Le délai légal est de quatorze jours à compter de la réception du bien, ou de la conclusion du contrat s'il s'agit d'une prestation de services. Vous n'avez aucun motif à donner ni pénalité à payer. Si le vendeur ne vous a pas informé de ce droit, le délai est prolongé de douze mois. Attention, se rétracter dans les quatorze jours signifie notifier votre décision au vendeur : vous disposez ensuite de quatorze jours supplémentaires pour renvoyer effectivement le produit. Ce droit ne s'applique qu'aux achats auprès d'un vendeur professionnel, jamais entre particuliers.
Mon colis n'est jamais arrivé : dois-je me tourner vers le transporteur ?
Non, adressez-vous au vendeur. Le professionnel est responsable de plein droit de la bonne exécution de la commande, y compris lorsque la livraison est assurée par un transporteur tiers. Le litige entre le vendeur et son transporteur ne vous concerne pas. Tant que vous n'avez pas pris physiquement possession du colis, le risque de perte ou de dommage pèse sur le vendeur. Mettez-le en demeure de livrer dans un délai raisonnable, puis demandez la résolution de la vente et le remboursement intégral, qui doit intervenir dans les quatorze jours.
Quelle différence entre garantie légale de conformité et garantie commerciale ?
La garantie légale de conformité est gratuite, automatique et obligatoire : elle couvre pendant deux ans tout défaut rendant le produit impropre à son usage, et vous n'avez rien à prouver durant les vingt-quatre premiers mois pour un bien neuf. La garantie commerciale, souvent appelée extension de garantie, est un service facultatif proposé par le vendeur ou le fabricant, parfois payant. Elle s'ajoute à la garantie légale sans jamais la remplacer : un vendeur ne peut pas vous renvoyer vers une garantie commerciale pour refuser d'appliquer la garantie légale.
Ai-je les mêmes droits en achetant sur Vinted ou Leboncoin ?

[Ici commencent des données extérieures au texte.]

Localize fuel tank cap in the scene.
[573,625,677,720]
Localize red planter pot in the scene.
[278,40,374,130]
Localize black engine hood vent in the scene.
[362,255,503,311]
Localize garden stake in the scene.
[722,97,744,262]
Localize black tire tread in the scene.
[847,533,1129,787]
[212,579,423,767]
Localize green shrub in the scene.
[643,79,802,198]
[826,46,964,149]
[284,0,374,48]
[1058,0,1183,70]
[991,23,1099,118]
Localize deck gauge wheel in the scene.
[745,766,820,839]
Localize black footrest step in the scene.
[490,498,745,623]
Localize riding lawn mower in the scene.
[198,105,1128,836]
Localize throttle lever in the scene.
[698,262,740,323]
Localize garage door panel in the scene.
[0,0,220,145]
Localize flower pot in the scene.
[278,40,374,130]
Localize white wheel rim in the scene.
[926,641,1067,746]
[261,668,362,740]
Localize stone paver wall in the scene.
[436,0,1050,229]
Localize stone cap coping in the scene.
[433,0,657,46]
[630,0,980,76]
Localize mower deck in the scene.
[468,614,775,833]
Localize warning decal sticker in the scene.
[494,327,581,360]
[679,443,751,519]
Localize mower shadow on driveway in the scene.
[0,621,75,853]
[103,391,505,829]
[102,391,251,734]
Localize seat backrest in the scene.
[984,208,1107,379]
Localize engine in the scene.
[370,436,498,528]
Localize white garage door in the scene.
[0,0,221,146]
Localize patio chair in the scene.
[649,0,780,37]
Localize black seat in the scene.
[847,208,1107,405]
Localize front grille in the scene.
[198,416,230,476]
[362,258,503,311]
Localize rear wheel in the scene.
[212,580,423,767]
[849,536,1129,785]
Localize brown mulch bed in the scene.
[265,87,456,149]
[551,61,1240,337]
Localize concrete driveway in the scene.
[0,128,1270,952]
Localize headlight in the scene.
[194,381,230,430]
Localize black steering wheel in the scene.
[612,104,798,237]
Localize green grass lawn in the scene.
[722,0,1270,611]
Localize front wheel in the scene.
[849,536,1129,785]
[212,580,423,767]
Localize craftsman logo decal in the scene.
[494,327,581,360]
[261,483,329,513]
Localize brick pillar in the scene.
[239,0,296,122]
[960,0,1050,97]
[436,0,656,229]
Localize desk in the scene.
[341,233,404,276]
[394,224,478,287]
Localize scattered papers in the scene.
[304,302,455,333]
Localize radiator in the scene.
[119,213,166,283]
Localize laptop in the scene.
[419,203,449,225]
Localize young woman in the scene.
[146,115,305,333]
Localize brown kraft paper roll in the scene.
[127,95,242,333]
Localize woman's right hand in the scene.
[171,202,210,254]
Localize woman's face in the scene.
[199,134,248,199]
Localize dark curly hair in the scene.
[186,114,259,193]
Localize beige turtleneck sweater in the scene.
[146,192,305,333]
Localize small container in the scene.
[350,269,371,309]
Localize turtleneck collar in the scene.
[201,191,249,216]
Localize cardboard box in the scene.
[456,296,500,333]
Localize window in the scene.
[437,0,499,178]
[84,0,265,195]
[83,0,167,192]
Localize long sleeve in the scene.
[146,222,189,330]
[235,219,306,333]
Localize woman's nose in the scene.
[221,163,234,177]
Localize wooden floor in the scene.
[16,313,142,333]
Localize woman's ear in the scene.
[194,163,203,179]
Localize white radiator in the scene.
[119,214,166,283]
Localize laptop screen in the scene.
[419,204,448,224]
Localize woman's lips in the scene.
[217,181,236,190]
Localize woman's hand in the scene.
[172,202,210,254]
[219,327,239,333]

Non, pas si le vendeur est un particulier. Le droit de rétractation et la garantie légale de conformité ne s'appliquent qu'aux ventes conclues avec un professionnel. Face à un particulier, il vous reste la garantie des vices cachés du Code civil, mobilisable dans les deux ans suivant la découverte du défaut, et l'obligation de délivrer un bien conforme à la description. En pratique, la protection acheteur proposée par la plateforme est souvent le recours le plus rapide. Un vendeur qui vend de manière habituelle peut toutefois être requalifié en professionnel.
Que faire si le vendeur ne répond pas à ma réclamation ?
Procédez par étapes. Adressez d'abord une réclamation écrite au vendeur, de préférence par lettre recommandée avec accusé de réception, en fixant un délai de réponse. Sans réponse satisfaisante sous deux mois, saisissez gratuitement le médiateur de la consommation dont le vendeur dépend : ses coordonnées figurent obligatoirement dans les conditions générales de vente. Vous pouvez en parallèle signaler la pratique sur SignalConso, qui alerte la DGCCRF. Pour un vendeur établi dans un autre pays de l'Union européenne, le Centre Européen des Consommateurs France prend le relais.